LEPs have 2--3 times higher recall than regular passwords - 73% are recalled after a week and 54% are recalled after 3--6 months. LEPs are many orders of magnitude stronger than an ideal, random, 8-character password, making them hard to guess via offline attacks. Friends and family also have a hard time guessing LEPs. In our studies only 0.7% of LEPs were guessed by acquaintances and 9.5% by very close friends or family members. We further achieve high diversity of LEPs by having different servers prompt users for different memories at password creation time. In our studies, LEPs were reused half as often as passwords.
Passphrases are regarded as more secure than passwords because they are longer than passwords. Yet, users use predictable word patterns and common phrases to make passphrases memorable, which in turn significantly lowers security. In this project we explored a novel use of mnemonics, multi-letter passphrase abbreviations, to make passphrases more memorable and more secure. We used mnemonics during authentication as user hints to achieve cued-recall. We also explored use of mnemonics to guide passphrase creation – we generate a random mnemonic and require a user to produce a passphrase, which matches it. This guides the users away from common phrases and improves security. We evaluated these uses of mnemonics in several IRB-approved user studies with participants from Amazon Mechanical Turk. We found that mnemonics displayed as authentication hints increase recall of passphrases by 30–36% after three days, and by 51–74% after seven days. When used to guide passphrase creation, mnemonics reduced the use of common phrases from 52% to under 5%, while passphrase recall remained high. Users also rated usability of passphrases with mnemonics (for creation or for authentication) higher than usability of classical passphrases.
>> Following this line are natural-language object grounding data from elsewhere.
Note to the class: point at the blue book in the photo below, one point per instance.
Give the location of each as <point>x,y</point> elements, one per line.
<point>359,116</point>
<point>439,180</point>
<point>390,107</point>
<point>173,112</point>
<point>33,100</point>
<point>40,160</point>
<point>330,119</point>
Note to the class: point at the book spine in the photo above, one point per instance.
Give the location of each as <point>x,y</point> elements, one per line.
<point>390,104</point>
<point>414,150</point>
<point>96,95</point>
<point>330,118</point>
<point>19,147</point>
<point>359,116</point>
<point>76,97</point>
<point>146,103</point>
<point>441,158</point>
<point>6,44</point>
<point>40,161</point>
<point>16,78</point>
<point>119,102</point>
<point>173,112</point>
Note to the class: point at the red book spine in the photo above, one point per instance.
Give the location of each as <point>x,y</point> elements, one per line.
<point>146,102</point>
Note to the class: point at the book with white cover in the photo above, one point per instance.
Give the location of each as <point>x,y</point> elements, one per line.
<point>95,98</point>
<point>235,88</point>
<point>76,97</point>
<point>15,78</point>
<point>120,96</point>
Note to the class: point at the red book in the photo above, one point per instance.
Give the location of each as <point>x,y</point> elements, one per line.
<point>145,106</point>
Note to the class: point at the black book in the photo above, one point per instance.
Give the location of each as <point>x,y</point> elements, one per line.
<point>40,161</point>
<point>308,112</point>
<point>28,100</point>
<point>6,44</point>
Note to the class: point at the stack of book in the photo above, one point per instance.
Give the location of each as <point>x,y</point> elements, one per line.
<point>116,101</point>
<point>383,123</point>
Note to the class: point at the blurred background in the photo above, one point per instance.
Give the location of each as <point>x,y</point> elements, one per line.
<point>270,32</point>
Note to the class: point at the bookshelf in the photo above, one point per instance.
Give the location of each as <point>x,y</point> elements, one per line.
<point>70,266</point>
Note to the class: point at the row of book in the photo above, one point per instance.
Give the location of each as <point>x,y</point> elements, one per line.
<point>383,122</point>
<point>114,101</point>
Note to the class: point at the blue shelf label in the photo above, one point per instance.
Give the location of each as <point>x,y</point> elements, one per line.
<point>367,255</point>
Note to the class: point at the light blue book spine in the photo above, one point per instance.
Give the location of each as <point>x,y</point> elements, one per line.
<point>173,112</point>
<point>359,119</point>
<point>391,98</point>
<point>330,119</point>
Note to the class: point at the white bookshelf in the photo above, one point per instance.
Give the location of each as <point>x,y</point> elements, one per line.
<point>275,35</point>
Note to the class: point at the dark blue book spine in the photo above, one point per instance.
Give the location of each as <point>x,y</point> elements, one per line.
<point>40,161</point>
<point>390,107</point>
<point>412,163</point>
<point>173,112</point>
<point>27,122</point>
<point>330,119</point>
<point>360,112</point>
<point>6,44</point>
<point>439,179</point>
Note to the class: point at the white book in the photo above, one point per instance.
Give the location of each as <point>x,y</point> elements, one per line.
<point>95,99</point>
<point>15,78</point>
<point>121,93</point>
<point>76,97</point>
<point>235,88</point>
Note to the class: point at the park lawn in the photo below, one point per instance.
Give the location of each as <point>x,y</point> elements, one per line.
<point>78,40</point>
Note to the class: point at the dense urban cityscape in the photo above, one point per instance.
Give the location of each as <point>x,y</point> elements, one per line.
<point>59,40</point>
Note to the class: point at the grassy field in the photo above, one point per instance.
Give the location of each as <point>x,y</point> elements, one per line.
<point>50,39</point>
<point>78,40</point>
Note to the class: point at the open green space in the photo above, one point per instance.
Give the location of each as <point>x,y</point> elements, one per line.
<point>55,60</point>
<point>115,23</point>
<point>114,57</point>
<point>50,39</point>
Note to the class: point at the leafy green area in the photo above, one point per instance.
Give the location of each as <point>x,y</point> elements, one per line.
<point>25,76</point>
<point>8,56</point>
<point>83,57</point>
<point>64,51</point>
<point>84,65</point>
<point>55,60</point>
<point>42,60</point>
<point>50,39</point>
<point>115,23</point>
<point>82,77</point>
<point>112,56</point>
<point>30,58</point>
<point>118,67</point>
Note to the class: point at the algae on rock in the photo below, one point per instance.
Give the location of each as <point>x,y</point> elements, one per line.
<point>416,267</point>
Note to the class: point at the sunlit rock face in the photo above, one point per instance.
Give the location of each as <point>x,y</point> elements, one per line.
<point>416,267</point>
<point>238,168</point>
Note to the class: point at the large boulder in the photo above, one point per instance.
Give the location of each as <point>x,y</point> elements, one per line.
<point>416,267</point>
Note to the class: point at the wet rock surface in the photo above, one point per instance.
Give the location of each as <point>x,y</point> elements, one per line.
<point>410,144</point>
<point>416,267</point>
Password meters and policies are currently the only tools helping users to create stronger passwords. However, such tools often do not provide consistent or useful feedback to users, and their suggestions may decrease memorability of resulting passwords. Passwords that are difficult to remember promote bad practices, such as writing them down or password reuse, thus stronger passwords do not necessarily improve authentication security. In this project, we designed GuidedPass – a system that suggests real-time password modifications to users, which preserve the password’s semantic structure, while increasing password strength. Our suggestions were based on structural and semantic patterns mined from successfully recalled and strong passwords in several IRB-approved user studies [30]. We compared our approach to password creation with creation under NIST policy, Ur et al.[UrCHI-2017] guidance, and zxcvbn password-meter. We showed that GuidedPass outperforms competing approaches both in password strength and in recall performance.